What it feels like to experience bipolar shame and three ways to fight it.
Before I begin this post about shame caused by bipolar disorder, I must remind you the bipolar brain is not reasonable. If anyone feels the need to email me or comment about how I’m not being rational in talking about feeling ashamed of mental illness, please understand I already know. However, knowing the facts doesn’t change the way I feel.
And I’m not alone.
This week, I had a wonderful email conversation with one of you dear readers. One topic came up several times in our exchange, the subject of shame. It’s made me think a lot about the subject.
As much as I’m open about my bipolar disorder, I still feel ashamed. Frequently, I feel like I am failing in life. Many days, I feel broken and that the damage occurred because I didn’t have the strength to protect myself. My inadequacies created this horrible condition.
Yes, I know none of that is true. On an intellectual level, I can identify the truth, but my heart often tells me otherwise. Right or wrong, it’s how I feel. Maybe it’s how you feel, too.
This type of shame causes many to hide their condition or to never seek treatment. That mistake can be deadly.
As I’ve written about before, I’ve lost several friends because they were ashamed of the way they felt. Their shame made them afraid to seek help.
It’s a trend we have to stop.
So what can you do if you feel ashamed of your mental illness? Here are a few things that might help.30 Days of Positivity
1. Acknowledge the Shame
The first thing I do to cope with mental illness shame is to acknowledge it. Yes, I can pretend I never feel ashamed of it, but that doesn’t get me anywhere. If I accept the shame and then try to analyze it, it makes it a little easier to deal with.
Shame can be like a cold shadow hovering over the room. By turning the light on the shadow, it loses its power.
You can find your light by the messages you choose to use.
Bipolar pushes you to say negative things to yourself, but with effort, you can correct those harmful messages.
I find affirmations helpful. I might say things like, “I have an illness, not a weakness,” or, “My brain chemistry is off, not my entire life course.”
Accepting your shame rather than running from it will help you overcome it. A great way to reach acceptance is to write yourself a letter.
2. Write a Letter
Writing a letter to yourself is the second positive thing you can do to cope with shame caused by bipolar disorder.
I’m a writer, so I process the most challenging parts of my life through writing. This is especially true for coming to terms with my mental health.
Writing is my chief therapy and how I sort out the noise in my head. When things are extremely complex, I write a letter to myself.

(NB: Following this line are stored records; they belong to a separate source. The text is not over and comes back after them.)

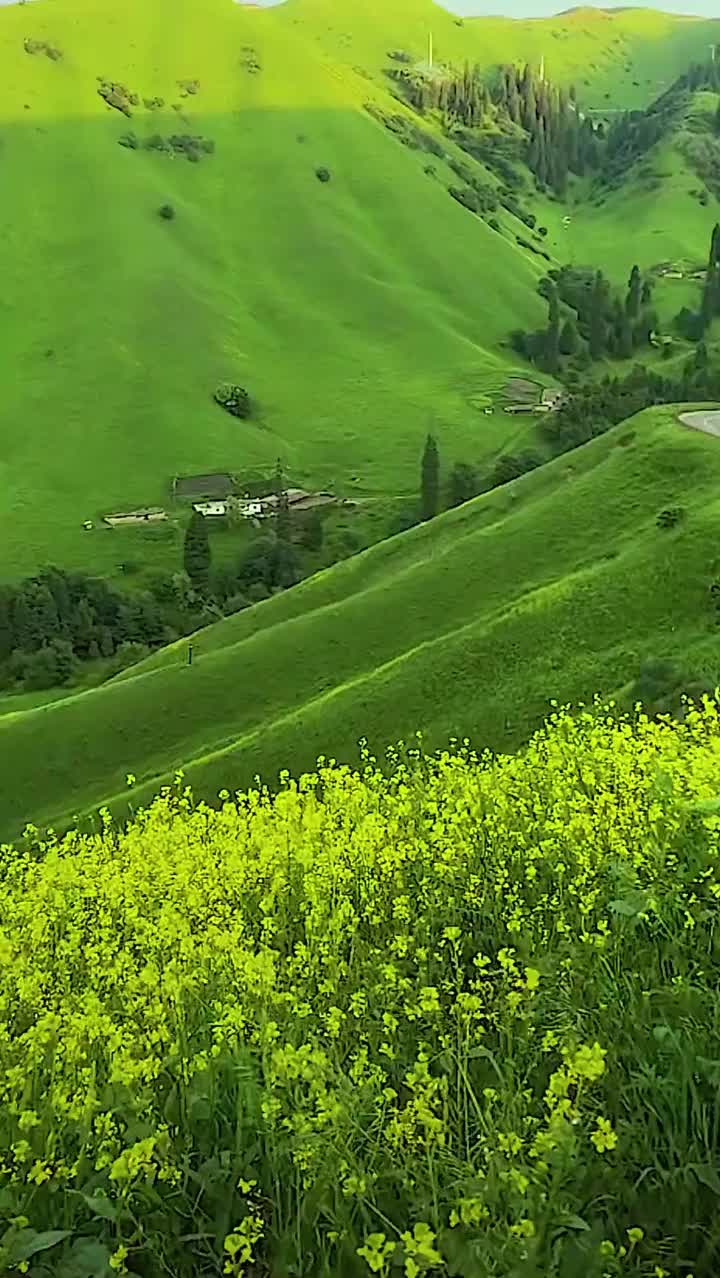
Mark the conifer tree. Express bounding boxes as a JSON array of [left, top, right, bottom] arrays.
[[274, 458, 291, 543], [626, 265, 642, 319], [183, 511, 211, 593], [544, 284, 560, 372], [709, 223, 720, 269], [589, 271, 607, 360], [420, 434, 440, 521], [559, 316, 578, 356]]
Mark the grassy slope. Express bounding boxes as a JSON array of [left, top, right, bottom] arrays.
[[2, 0, 720, 583], [3, 404, 720, 839], [293, 0, 720, 108], [0, 0, 548, 583]]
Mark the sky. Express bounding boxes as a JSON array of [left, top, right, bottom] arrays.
[[2, 0, 713, 15], [237, 0, 717, 14]]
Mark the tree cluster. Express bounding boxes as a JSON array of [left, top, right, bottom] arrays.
[[388, 62, 492, 128], [542, 355, 720, 454], [512, 264, 656, 372], [495, 65, 602, 194], [674, 223, 720, 341], [0, 568, 176, 692]]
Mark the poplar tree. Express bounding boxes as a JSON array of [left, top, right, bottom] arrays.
[[183, 511, 211, 593], [421, 434, 440, 521], [625, 265, 642, 319]]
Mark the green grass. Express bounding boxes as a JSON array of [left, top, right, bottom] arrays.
[[3, 403, 720, 840]]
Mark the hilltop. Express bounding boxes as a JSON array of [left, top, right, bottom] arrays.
[[3, 403, 720, 839]]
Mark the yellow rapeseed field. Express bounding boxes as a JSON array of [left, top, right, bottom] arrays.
[[2, 702, 720, 1276]]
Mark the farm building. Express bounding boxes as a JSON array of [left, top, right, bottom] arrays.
[[104, 507, 167, 528], [504, 404, 533, 415], [289, 492, 336, 512], [193, 501, 228, 517], [174, 472, 234, 501]]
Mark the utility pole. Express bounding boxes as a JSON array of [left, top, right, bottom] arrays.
[[428, 29, 433, 71], [540, 53, 545, 82], [711, 43, 716, 62]]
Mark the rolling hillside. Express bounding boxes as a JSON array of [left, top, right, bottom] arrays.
[[0, 0, 549, 583], [2, 0, 720, 585], [3, 403, 720, 840]]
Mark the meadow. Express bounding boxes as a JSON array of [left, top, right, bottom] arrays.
[[2, 701, 720, 1275], [1, 405, 720, 838]]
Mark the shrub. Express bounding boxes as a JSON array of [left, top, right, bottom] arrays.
[[213, 383, 252, 419], [656, 506, 685, 529], [98, 80, 134, 116], [316, 166, 331, 183], [117, 132, 139, 149], [158, 203, 175, 220], [24, 38, 62, 60], [223, 592, 250, 615]]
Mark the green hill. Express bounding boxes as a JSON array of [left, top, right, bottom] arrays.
[[0, 0, 549, 583], [3, 0, 720, 585], [3, 403, 720, 840], [3, 701, 720, 1276]]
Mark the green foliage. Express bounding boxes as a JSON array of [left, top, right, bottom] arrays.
[[559, 316, 578, 356], [489, 449, 542, 487], [24, 37, 62, 60], [656, 505, 685, 528], [97, 78, 135, 116], [448, 461, 479, 508], [157, 203, 175, 221], [213, 383, 251, 419], [297, 510, 324, 552], [4, 705, 720, 1275], [183, 511, 211, 593], [316, 166, 332, 183]]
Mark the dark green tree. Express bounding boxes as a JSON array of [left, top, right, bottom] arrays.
[[589, 271, 607, 360], [619, 317, 634, 359], [715, 99, 720, 136], [448, 462, 478, 508], [559, 316, 578, 356], [183, 510, 211, 593], [274, 458, 291, 543], [298, 510, 324, 552], [420, 434, 440, 521], [709, 222, 720, 269], [701, 267, 717, 329], [625, 265, 642, 319]]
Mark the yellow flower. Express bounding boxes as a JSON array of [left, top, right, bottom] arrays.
[[590, 1116, 618, 1153], [109, 1244, 128, 1272]]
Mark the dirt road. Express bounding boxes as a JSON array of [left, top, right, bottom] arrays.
[[678, 410, 720, 437]]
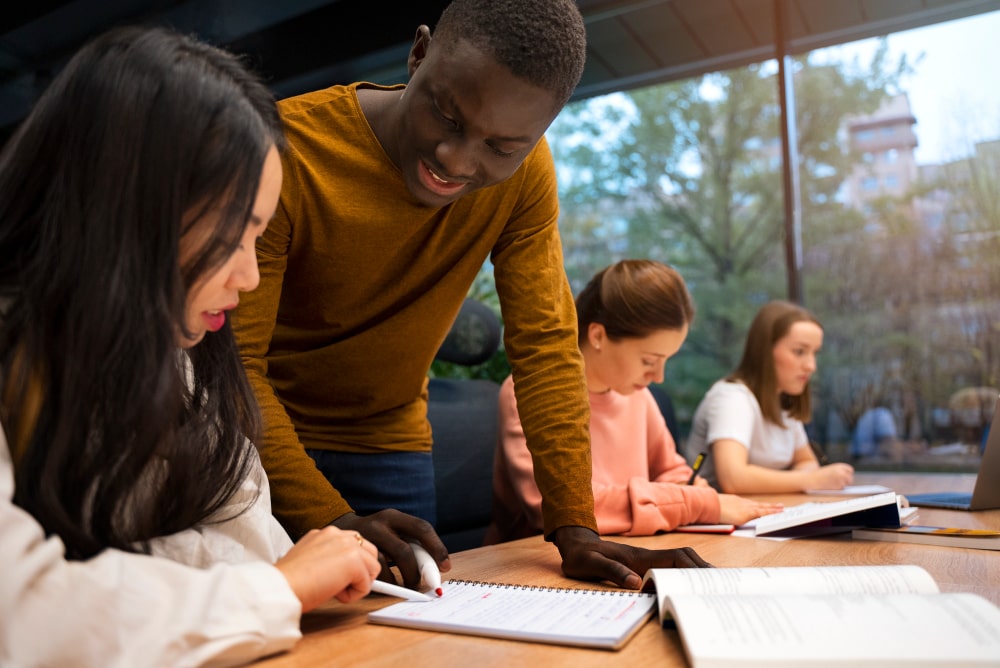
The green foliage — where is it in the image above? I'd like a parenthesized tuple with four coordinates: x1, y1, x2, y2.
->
(548, 46, 910, 433)
(437, 42, 1000, 453)
(430, 348, 510, 384)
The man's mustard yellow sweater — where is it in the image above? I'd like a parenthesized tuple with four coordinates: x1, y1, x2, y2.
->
(233, 82, 595, 539)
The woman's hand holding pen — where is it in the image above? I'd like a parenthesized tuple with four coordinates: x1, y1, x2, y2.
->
(275, 525, 381, 612)
(686, 452, 707, 484)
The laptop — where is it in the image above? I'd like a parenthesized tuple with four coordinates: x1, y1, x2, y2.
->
(906, 397, 1000, 510)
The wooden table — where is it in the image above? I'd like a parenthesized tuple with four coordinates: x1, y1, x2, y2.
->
(253, 473, 999, 667)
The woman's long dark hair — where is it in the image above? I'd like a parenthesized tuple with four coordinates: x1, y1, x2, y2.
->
(0, 26, 285, 559)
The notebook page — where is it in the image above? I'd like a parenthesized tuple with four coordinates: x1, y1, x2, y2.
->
(368, 580, 656, 649)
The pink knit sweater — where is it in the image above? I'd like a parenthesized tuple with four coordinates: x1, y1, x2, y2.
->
(488, 376, 722, 542)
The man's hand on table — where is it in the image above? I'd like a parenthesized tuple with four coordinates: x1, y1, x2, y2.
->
(551, 525, 712, 590)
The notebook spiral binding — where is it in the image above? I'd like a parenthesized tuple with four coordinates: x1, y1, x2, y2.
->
(447, 579, 647, 596)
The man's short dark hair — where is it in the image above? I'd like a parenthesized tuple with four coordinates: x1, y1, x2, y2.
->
(434, 0, 587, 109)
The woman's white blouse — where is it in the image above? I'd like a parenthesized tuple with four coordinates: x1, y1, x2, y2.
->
(0, 424, 302, 667)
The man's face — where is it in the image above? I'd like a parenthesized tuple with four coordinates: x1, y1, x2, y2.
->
(395, 37, 561, 207)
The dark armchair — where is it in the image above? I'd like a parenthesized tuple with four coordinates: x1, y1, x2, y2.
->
(428, 298, 503, 553)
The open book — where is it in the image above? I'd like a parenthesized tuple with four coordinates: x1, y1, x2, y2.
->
(641, 564, 1000, 667)
(737, 490, 902, 536)
(368, 579, 655, 649)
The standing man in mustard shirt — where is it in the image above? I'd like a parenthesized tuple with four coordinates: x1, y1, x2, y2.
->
(233, 0, 709, 590)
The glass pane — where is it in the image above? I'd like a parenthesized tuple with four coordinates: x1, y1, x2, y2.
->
(804, 11, 1000, 471)
(546, 9, 1000, 473)
(548, 66, 786, 433)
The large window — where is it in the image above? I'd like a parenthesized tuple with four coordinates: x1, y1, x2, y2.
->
(543, 10, 1000, 471)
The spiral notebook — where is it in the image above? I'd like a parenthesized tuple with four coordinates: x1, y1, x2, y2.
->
(367, 579, 656, 650)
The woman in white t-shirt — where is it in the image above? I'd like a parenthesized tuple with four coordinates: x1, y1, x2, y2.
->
(687, 301, 854, 493)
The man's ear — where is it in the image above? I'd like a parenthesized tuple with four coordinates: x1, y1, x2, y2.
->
(407, 25, 432, 78)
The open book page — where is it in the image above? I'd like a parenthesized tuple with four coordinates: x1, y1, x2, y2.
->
(665, 592, 1000, 668)
(368, 580, 656, 650)
(641, 564, 939, 621)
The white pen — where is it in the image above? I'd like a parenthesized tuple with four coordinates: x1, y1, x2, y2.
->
(369, 579, 434, 602)
(409, 542, 443, 597)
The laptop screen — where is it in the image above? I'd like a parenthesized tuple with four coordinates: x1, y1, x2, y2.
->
(906, 396, 1000, 511)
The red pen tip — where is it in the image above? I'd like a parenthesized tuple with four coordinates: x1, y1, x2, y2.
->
(435, 588, 443, 597)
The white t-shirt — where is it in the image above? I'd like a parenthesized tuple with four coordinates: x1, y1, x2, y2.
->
(686, 380, 808, 489)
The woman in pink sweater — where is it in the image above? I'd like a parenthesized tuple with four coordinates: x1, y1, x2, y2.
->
(486, 260, 783, 542)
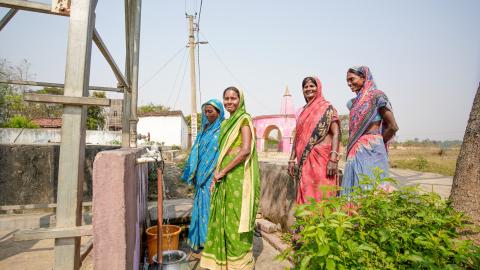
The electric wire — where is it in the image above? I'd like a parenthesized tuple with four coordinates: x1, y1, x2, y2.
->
(166, 47, 189, 107)
(196, 0, 204, 104)
(198, 31, 276, 112)
(139, 46, 186, 89)
(173, 55, 190, 109)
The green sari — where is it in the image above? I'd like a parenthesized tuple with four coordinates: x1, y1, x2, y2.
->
(200, 91, 260, 270)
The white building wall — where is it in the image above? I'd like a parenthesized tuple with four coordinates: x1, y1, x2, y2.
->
(0, 128, 121, 145)
(137, 116, 187, 148)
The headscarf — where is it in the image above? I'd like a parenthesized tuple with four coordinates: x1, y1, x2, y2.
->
(295, 76, 338, 161)
(182, 99, 225, 187)
(215, 89, 259, 233)
(347, 66, 392, 155)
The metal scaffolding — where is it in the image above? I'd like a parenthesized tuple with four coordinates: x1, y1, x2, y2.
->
(0, 0, 142, 269)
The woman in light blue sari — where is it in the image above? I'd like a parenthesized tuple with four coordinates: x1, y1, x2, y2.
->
(182, 99, 225, 252)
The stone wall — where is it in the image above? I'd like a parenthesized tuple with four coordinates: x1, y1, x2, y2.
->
(258, 161, 296, 232)
(0, 144, 120, 205)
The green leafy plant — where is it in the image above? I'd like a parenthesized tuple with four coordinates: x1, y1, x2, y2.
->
(280, 168, 480, 269)
(3, 115, 38, 128)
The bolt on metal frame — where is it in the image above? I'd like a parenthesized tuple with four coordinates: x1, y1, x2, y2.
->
(0, 0, 142, 269)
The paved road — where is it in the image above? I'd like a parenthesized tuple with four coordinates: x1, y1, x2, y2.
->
(390, 168, 453, 199)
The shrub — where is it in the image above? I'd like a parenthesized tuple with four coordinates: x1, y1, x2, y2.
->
(3, 115, 38, 128)
(416, 156, 428, 170)
(281, 168, 480, 269)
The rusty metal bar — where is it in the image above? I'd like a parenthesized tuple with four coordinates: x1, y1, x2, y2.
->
(0, 0, 67, 16)
(0, 8, 17, 31)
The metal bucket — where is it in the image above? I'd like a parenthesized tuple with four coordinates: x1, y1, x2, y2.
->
(150, 250, 188, 270)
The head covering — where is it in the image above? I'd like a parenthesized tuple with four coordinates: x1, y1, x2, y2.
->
(347, 66, 392, 155)
(182, 99, 225, 187)
(215, 89, 259, 233)
(295, 76, 338, 160)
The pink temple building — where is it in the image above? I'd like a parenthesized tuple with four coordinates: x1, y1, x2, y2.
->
(253, 87, 297, 153)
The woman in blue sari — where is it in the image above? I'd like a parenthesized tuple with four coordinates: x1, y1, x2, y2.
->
(182, 99, 225, 252)
(341, 66, 399, 195)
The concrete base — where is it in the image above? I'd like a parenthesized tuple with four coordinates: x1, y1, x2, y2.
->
(92, 147, 148, 270)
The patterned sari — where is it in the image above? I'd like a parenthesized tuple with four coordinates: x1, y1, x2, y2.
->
(182, 99, 225, 250)
(200, 91, 260, 270)
(341, 66, 393, 196)
(295, 77, 339, 204)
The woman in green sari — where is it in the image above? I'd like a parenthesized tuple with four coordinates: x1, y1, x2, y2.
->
(200, 86, 260, 270)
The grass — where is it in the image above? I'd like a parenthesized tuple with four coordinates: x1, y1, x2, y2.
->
(389, 147, 459, 176)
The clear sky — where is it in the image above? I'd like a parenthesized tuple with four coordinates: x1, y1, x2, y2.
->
(1, 0, 479, 141)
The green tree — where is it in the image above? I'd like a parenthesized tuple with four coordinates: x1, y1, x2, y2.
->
(86, 91, 106, 130)
(185, 112, 202, 129)
(138, 103, 170, 114)
(0, 59, 34, 125)
(3, 115, 38, 128)
(339, 114, 349, 146)
(34, 87, 64, 118)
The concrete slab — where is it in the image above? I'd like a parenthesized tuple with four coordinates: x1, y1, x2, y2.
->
(0, 229, 92, 270)
(148, 199, 193, 224)
(183, 235, 292, 270)
(390, 168, 453, 198)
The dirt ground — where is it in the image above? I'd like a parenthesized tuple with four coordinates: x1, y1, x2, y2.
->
(0, 230, 93, 270)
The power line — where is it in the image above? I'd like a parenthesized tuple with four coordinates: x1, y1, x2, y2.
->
(166, 48, 189, 106)
(139, 46, 186, 89)
(173, 56, 190, 109)
(197, 0, 204, 104)
(198, 31, 276, 112)
(197, 0, 203, 29)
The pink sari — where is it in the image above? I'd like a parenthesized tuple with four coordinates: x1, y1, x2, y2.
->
(295, 77, 339, 204)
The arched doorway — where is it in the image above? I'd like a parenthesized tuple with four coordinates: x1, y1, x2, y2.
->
(263, 125, 282, 152)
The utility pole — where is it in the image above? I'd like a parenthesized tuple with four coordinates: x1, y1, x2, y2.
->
(187, 15, 197, 145)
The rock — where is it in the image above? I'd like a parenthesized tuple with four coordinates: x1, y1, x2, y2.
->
(256, 218, 277, 233)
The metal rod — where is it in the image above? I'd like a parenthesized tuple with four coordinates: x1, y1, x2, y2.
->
(0, 79, 123, 92)
(0, 0, 68, 16)
(122, 0, 132, 148)
(23, 93, 111, 106)
(136, 157, 158, 164)
(92, 28, 129, 89)
(129, 0, 142, 148)
(156, 165, 163, 265)
(0, 8, 17, 31)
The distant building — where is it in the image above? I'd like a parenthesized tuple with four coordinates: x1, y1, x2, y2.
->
(137, 111, 189, 149)
(253, 86, 296, 153)
(105, 99, 122, 131)
(32, 118, 62, 128)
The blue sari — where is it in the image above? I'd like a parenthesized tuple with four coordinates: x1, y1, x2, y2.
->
(182, 99, 225, 250)
(341, 66, 392, 196)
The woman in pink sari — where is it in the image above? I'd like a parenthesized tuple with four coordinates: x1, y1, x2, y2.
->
(288, 76, 341, 204)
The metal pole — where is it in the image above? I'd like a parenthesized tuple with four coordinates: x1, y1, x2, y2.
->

It may sound kind of silly, but it’s an excellent way to step outside of yourself and make sense of a situation.
There’s something magical about writing a letter. Suddenly, you’re outside of your head and writing to a person in need. The act of writing separates you just enough from the internal turmoil that you can see things from a new perspective.
When you write a letter to yourself, try to do two things. One, offer forgiveness for whatever you have done or felt. Yes, there might be some awful things to forgive, but you have to do it. Two, offer support. Write things like, “I’m here for you,” or, “I love you no matter what.”
Write the letter as if you’re writing to one of your closest friends. Express the same concern and tenderness you would give to anyone you love if they were the one suffering.
Let the words flow and don’t hold back any emotions. It’s okay to destroy the letter when you’re done. This task is about the process of writing the letter, not the content itself.
3. Help others
The third thing you can do to overcome the shame of having a mental illness is to use your experiences to encourage others. You don’t have to be a medical professional to help someone else.
I love to use the illustration of hiking to highlight the practicality of helping someone. You don’t have to be an expert hiker to be useful, you just have to be one step ahead. If you know the best stable ledge where I can place my feet, then you have what I need.
It’s the same with mental illness.
It doesn’t matter if you have it all figured out or not. Truth be told, no one does, so stop holding out for that unreality.
The thing is, there are people in your life who are a little behind you in their journey of accepting their mental illness. They need to know what you did to make it possible for you to go to work every day, or just to get out of bed and take a shower. They’re staggering and need a stable foothold. You can give them the directions to get to where you are now.
As you help the people you care about, you learn to accept your mental illness. Watching them succeed gives you validation both in knowing that you’re not alone and that you’re making progress.
As you help them, you can point out the reasons your friend shouldn’t be ashamed of having a mental illness. Those realizations will help you stop feeling ashamed as well.
Shame is an unfortunate part of dealing with mental illnesses like bipolar disorder, but it is something you can fight. There is no reason to be ashamed, but there will be days you feel it.
To fight the shame caused by bipolar disorder, continue to confront the feeling, and it will get better. Learn to accept the feelings of shame, write yourself a supportive letter, and look for ways to help others.
The shame may not go away completely, but it will stop ruining your life.